There are whole other sets of names for partly-melted frozen water, like hail, graupel, sleet, slush, etc. And weird patterns that happen in melting snowbanks, for that matter.

These branching shapes - whether in three-dimensional trees, two-and-a-half dimensional landscapes and snowflakes, or two-dimensional crackle patterns, have a lot of nuance.
Although they may favor certain relationships (I loved learning about the 3.6:1 ration for stable eddy trails), they do not rigorously comply with them. A stream doesn't slow its flow down to make the 3.6 ratio - the eddies just spin off in an unstable fashion, rather than forming a stable standing wave.

Blood vessels, rivers, and other branching flow patterns have to accommodate a very specific particle size at the terminal point. Rivers accomodate the raindrop, or even the water molecule/ condensation droplet in dew-driven systems.
For blood vessels, this is the blood cell. If the blood cells can't get back to point A, it's not a circulation system. So at the end, they are very tiny loops. The cells themselves may feast on diffused chemicals that could be absorbed from cul-de-sacs, but the blood cells have to circulate. A creature without blood cells (like mycorrhizae) can circulate nutrients through the entire structure; the structure itself becomes both trunk and branches. I suspect the main vessels can elongate, too, if there is a big distance between the media the two branch systems are trying to integrate (lungs / toes for blood, air / earth for trees). All kinds of fancy amendments, like incomplete cell walls between mycorrhizal cells (with complete walls along the outside of the filament), can allow living organisms to 'stretch' the rules and achieve a better transmission of vital nutrients along a gradient that they occupy.

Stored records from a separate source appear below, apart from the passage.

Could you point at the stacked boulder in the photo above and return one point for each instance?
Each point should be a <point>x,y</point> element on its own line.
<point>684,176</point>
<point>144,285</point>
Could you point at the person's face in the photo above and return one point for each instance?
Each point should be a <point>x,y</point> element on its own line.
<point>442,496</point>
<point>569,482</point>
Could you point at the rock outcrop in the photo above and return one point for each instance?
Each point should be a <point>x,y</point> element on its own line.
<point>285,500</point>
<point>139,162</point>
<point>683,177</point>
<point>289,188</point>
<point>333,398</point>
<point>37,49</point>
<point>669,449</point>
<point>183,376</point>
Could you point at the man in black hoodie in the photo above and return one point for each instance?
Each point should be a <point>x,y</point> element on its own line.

So is a branching structure truly appropriate for a garden?
Keyhole beds are terribly cute, and I've enjoyed making and using them. But there are some things to be said for rows, or at least for straight paths. Deer trails make straighter paths between key resources (water, rich food) and meandering ones among diffuse resources. In my garden, being able to swing the gate open, and the path between the house (harvester approaches / food scraps returned), the barn (manures), and the water source in the garden, are pretty important areas to have clear.

Other areas might be meandery, but the topography is going to be more important than a theoretical 'diffusion' of my access - for example, the pine and aspen logs in my hugel beds are roughly straight, and stack densest when they are in a rough line. If I had curvy old oak branches, I could make arcs or meanders. The contour of my garden is also important; paths and terraces might be a defining factor.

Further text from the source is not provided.